We went up to Howick bay on the Northumberland coast last weekend to watch the high tide. We (my husband and I) enjoy the “long walk” that leads down to the sea on the Howick estate. I thought it would be interesting to compare an account of the same walk that I posted in a different blog on 15 Jan 2012. This year (2017) we went to Howick on 14 Jan.
Howick Northumberland 15 Jan 2012
It was a lovely day so we drove out into Northumberland and up to Howick Hall. This lovely old hall was once home to Earl Grey of Earl Grey Tea fame.

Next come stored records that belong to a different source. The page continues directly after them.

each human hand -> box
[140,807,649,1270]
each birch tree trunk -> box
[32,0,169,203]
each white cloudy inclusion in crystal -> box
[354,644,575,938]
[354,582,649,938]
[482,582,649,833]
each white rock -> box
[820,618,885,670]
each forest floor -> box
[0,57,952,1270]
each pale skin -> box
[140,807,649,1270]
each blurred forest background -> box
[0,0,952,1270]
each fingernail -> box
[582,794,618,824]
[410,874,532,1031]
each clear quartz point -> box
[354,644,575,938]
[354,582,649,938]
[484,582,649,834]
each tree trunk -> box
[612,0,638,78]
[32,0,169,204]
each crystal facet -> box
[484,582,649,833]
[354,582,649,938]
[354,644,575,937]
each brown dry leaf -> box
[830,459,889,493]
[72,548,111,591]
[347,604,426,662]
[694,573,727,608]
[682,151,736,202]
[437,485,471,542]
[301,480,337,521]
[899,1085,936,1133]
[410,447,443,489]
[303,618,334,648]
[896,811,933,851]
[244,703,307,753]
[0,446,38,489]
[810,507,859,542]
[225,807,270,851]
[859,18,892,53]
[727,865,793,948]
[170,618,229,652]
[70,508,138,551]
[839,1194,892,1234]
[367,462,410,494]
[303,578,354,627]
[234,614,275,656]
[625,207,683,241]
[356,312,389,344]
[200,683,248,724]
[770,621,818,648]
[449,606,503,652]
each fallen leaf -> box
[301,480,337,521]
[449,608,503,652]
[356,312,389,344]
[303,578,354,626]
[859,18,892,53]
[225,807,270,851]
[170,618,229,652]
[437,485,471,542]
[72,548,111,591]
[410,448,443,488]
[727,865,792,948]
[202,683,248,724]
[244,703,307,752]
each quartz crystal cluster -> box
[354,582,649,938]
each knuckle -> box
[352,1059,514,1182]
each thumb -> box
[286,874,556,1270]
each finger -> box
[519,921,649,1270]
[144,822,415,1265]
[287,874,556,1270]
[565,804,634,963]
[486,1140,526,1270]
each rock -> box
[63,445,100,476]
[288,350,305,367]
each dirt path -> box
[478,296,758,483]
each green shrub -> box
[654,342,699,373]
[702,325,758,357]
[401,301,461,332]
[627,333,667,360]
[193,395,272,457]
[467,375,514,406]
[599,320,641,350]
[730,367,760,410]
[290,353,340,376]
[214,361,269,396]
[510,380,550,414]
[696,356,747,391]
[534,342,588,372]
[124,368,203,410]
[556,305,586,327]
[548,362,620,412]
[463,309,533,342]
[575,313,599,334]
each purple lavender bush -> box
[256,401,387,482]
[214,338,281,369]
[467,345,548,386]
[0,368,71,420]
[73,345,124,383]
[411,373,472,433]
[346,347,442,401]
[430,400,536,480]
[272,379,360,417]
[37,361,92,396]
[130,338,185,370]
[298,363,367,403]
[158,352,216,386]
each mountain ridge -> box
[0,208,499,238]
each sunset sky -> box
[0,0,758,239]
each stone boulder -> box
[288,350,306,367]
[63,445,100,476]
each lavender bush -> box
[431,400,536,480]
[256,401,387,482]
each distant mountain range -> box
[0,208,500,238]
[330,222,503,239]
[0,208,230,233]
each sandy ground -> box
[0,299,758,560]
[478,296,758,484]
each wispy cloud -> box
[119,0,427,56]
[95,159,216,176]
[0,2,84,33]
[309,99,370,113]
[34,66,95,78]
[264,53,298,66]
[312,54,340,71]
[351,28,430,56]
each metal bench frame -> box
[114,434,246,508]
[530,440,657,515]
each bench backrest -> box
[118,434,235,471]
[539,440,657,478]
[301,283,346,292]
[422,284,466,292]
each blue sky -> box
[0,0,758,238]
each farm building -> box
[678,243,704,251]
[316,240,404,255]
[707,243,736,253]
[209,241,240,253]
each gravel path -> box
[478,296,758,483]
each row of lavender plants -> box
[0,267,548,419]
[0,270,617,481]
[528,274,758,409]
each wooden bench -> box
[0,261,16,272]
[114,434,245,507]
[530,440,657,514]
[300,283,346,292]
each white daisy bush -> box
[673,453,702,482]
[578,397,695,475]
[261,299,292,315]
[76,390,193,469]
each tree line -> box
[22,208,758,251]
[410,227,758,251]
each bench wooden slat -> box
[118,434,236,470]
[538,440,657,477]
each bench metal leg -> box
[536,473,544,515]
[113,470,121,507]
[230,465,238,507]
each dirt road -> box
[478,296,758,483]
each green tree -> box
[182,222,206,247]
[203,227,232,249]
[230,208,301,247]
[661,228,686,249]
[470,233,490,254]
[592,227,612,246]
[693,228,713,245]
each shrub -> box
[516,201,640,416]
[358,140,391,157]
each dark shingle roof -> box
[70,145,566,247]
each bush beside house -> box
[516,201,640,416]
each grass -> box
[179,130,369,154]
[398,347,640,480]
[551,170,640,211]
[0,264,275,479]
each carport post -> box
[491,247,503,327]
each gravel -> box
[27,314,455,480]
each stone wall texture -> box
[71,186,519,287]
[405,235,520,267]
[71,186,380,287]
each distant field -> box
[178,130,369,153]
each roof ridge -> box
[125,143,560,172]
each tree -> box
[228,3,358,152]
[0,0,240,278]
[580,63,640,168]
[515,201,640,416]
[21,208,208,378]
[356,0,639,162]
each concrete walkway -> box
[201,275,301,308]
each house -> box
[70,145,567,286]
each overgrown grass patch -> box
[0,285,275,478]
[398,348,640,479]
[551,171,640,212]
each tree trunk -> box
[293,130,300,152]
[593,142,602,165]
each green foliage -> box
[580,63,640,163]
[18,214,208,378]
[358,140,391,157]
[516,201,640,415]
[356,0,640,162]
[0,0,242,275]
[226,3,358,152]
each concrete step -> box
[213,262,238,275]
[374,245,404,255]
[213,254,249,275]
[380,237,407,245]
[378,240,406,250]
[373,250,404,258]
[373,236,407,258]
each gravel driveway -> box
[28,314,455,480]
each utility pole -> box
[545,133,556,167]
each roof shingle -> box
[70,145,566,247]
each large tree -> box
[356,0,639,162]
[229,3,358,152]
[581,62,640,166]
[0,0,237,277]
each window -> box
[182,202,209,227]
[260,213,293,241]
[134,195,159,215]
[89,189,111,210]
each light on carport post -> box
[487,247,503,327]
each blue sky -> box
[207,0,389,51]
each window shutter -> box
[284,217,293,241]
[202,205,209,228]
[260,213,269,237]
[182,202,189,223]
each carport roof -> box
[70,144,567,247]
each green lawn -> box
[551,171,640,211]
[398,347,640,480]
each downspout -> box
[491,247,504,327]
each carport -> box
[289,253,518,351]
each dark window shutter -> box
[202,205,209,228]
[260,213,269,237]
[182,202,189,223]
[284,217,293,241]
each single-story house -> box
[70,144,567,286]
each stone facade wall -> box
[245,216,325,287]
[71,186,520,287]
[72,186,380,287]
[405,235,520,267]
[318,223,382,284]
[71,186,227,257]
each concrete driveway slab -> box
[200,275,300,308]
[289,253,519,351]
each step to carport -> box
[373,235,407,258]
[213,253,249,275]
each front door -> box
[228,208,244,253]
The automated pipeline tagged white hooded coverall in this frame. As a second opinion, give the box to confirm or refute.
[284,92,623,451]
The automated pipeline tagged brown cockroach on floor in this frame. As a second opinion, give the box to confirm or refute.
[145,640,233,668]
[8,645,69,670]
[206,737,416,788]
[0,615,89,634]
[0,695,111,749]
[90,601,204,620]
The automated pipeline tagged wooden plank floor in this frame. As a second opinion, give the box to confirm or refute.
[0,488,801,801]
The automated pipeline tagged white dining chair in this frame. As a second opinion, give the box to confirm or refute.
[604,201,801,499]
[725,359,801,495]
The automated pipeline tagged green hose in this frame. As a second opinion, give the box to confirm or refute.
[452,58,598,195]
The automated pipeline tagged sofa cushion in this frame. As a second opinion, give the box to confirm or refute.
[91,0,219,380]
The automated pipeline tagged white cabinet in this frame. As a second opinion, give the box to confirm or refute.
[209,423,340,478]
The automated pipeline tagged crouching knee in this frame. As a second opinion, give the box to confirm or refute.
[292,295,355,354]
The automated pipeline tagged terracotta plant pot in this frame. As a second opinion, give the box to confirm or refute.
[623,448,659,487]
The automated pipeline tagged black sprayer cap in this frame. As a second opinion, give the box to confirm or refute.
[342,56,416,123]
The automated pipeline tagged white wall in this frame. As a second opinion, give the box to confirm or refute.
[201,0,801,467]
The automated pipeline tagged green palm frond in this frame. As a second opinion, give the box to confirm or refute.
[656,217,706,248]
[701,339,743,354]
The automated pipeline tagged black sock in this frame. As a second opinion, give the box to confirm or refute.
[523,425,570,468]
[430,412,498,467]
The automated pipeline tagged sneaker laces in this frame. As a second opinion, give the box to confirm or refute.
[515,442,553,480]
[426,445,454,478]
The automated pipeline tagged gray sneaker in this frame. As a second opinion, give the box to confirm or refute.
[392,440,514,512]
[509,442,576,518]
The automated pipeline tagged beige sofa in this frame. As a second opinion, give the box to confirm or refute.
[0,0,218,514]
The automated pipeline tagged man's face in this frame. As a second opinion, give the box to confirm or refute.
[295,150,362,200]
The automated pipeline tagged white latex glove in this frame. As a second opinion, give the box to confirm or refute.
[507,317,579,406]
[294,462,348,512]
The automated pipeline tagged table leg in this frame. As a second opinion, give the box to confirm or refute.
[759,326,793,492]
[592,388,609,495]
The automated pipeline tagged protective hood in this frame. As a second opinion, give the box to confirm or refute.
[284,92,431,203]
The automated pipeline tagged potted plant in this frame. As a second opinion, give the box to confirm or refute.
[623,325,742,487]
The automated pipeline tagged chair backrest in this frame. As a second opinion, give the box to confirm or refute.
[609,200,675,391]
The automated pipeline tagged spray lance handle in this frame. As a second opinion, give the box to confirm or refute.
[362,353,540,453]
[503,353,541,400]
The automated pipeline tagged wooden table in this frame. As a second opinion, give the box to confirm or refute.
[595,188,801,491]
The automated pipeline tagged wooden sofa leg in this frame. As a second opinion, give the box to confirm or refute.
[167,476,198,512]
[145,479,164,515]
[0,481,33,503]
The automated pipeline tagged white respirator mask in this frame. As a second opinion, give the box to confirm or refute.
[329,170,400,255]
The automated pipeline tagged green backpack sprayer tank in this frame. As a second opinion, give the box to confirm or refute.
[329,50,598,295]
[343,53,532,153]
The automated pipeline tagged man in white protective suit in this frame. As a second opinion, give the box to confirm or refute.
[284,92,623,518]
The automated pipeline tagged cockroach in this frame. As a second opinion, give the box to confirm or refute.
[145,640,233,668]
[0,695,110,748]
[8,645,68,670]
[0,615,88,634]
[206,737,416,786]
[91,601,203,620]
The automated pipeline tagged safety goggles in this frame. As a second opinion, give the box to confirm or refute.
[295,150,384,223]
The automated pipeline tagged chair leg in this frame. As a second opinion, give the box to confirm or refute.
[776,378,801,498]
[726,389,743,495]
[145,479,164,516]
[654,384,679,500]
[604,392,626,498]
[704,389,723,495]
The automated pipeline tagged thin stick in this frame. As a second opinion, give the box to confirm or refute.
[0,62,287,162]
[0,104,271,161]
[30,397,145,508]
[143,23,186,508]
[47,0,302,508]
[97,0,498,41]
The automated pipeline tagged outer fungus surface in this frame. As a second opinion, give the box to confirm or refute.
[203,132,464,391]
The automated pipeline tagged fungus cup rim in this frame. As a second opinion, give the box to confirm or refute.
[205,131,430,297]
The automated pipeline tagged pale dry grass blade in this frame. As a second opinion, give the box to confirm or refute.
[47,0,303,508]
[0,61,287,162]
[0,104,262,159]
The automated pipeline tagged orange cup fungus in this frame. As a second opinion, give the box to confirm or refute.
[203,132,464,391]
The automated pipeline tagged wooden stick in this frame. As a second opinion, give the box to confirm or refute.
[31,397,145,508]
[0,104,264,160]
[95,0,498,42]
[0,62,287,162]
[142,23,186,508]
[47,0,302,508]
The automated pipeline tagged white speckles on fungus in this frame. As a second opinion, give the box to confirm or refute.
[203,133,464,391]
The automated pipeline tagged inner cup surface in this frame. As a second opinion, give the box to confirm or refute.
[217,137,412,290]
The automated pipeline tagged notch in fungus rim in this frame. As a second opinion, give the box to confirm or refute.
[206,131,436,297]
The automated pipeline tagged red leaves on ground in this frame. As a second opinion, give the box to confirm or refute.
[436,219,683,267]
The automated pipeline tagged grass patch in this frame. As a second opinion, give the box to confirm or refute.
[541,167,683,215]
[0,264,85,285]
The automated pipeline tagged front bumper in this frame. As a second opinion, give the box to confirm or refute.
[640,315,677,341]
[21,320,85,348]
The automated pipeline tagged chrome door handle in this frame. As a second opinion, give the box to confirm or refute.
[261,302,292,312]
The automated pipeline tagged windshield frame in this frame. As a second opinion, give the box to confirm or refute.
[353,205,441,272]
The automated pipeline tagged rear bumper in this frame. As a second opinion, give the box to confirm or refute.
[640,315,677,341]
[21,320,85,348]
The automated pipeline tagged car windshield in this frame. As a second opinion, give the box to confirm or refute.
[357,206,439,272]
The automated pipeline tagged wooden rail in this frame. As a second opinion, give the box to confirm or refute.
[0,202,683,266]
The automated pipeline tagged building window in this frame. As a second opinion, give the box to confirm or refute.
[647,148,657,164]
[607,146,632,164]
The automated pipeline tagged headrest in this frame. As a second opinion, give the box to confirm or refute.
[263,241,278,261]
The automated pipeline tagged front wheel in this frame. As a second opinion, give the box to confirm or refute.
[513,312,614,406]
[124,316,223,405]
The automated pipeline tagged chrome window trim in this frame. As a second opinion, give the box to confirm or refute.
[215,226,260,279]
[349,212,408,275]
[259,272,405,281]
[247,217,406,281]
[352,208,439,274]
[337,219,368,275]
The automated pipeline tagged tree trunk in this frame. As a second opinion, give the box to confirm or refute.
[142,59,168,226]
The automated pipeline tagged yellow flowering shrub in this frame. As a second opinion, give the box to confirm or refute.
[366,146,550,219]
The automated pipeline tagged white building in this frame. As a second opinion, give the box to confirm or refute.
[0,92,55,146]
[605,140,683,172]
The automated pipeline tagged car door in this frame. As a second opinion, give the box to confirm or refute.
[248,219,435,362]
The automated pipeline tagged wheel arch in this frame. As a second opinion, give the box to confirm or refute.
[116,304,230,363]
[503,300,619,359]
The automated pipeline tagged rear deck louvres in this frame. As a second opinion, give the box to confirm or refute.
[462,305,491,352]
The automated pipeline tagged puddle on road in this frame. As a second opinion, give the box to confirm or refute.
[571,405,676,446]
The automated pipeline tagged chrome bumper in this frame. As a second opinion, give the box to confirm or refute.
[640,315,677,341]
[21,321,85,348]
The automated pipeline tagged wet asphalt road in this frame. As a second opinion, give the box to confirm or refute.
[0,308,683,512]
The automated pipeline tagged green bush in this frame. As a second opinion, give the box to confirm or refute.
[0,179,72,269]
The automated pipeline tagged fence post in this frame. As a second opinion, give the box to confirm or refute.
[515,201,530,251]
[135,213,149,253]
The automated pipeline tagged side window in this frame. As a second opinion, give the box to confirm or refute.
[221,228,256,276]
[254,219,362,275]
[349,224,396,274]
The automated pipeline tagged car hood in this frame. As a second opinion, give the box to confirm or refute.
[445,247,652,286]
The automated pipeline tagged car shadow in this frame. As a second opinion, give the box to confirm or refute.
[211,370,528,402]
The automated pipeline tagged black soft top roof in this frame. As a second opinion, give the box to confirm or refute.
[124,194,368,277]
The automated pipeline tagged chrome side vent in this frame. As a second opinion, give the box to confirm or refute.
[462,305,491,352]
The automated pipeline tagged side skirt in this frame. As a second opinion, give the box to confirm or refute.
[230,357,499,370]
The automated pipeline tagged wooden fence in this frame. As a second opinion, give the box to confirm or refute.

We like the Long Walk, a wooded valley that leads down to the sea, today it was quite enchanting. There was a heavy frost that covered almost everything. The rays of the sun had broken through the cloud in a few places. Here the frost had melted leaving spots of bright green grass. The holly and yew were a colourful contrast against the sparse expanses of leafless trees. It was a pretty picture against the backdrop of the whitened landscape. Where the sun had reached the twiggy branches the frost had melted and on the underside of each branch tiny glistening water droplets were hanging. Buds were already forming in readiness for spring.
We wandered through the little valley. At times we could feel the warmth of the sun on our faces, the Howick Burn flowed along beside us, moving silently over deeper stretches and gurgling pleasantly over the shallower. The “Narnia scape” was spotted with patches of gold, some leaves still hung glowing warmly on the beech trees. Walking was easy because of the frozen ground, not the usual squelchy mud we have often had to contend with.
We walked down to the bridge over the burn where it widens noisily and runs onto the bay heading towards the sea. When we reached the top of the bay the sand was patched with frost, which had spread over the driftwood and blackened seaweed.
Howick Northumberland 14 Jan 2017
Last weekend there was no frost but it was bitterly cold, there were also patches of ice in the mud that crunched when we walked over them. When we arrived at the mouth of the Howick burn there was an hour to wait until high tide. Seaweed and large pebbles pushed up on previous tide, showed that the sea had come right up onto the path. In summers gone by we used to come here with our children. Every time I come I remember the same thing. A sunny day when the tide was way out and two little girls running with bare feet across the wet sand. I couldn’t see their faces because they ran away from me towards the sea. However I imagine them laughing.